En un artículo publicado por el diario mexicano ContraRéplica, con el
título “Consumo de pornografía, una epidemia”, el
P. Valdemar lamentó que “estamos en una sociedad
que de forma paulatina pero constante ha venido cambiando el concepto del bien
y del mal, es una sociedad donde todo es válido, sobre todo si es placentero,
poniendo como único límite no hacer daño a un tercero”.
“En una
moral relativista, el consumo de pornografía se ve como una más de las
libertades individuales, y pese a que su consumo se ha tornado masivo
por la facilidad que proporcionan las nuevas tecnologías, sobre todo los
teléfonos celulares, y que su consumo inicia incluso en los niños de 11 años,
es un tema que apenas y se toca, que permanece como un verdadero tabú”.
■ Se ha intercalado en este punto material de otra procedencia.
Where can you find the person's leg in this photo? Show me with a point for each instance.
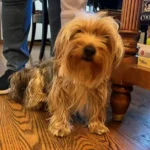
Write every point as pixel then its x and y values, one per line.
pixel 54 20
pixel 69 8
pixel 16 17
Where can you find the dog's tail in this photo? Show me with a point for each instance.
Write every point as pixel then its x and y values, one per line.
pixel 18 84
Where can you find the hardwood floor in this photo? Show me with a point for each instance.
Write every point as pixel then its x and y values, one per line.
pixel 22 129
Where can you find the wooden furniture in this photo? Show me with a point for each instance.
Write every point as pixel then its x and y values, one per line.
pixel 128 73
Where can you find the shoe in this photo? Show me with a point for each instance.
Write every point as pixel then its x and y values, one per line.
pixel 5 82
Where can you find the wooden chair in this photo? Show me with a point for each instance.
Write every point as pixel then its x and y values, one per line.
pixel 128 73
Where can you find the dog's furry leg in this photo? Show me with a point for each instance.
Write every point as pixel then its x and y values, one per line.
pixel 97 110
pixel 18 83
pixel 58 106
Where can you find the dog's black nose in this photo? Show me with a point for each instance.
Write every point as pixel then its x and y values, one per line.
pixel 89 50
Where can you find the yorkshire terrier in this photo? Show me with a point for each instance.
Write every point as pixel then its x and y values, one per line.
pixel 75 81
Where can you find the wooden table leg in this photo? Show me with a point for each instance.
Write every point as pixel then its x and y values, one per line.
pixel 121 94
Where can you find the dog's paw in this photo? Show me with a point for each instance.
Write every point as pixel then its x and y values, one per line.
pixel 60 131
pixel 98 128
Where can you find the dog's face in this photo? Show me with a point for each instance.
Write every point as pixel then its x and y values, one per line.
pixel 87 48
El sacerdote advirtió que en un estudio realizado por un portal
pornográfico en 2015 se encontró que México ocupa el décimo lugar de
consumo.
El P. Valdemar subrayó que “cada vez son más
los sociólogos, psicólogos y neurólogos que afirman que la pornografía tiene
efectos psicológicos negativos y genera graves secuelas personales, morales y
familiares; y esto no sólo para los que la consumen sino para el conjunto de la
sociedad”.
Entre los daños causados por la pornografía en las personas, el
sacerdote señaló que esta “crea una idea
distorsionada y fantasiosa de la sexualidad, cosifica a las personas
borrando de ellas su dignidad y respeto, vaciándolas de su afectividad
y convirtiéndolas en cosas, en meros objetos de placer, genera violencia contra
la mujer, distorsiona y daña gravemente la vida sexual de las parejas y lo más
grave, provoca adicción al punto que la pornografía empieza ya a considerarse
como una droga dura”.
El sacerdote mexicano aseguró que “nuestra sociedad no puede permanecer
impasible ante el embate corruptor de los mercantes de la pornografía,
no solo está en riesgo la salud psicológica y espiritual de nuestros jóvenes,
sino también las mismas familias y la sociedad entera”.
“El
gobierno de México debe empezar a tomar en serio esta nueva epidemia y
actuar en consecuencia a fin de proteger a las futuras generaciones de una
adicción que además de inmoral es destructiva”, señaló.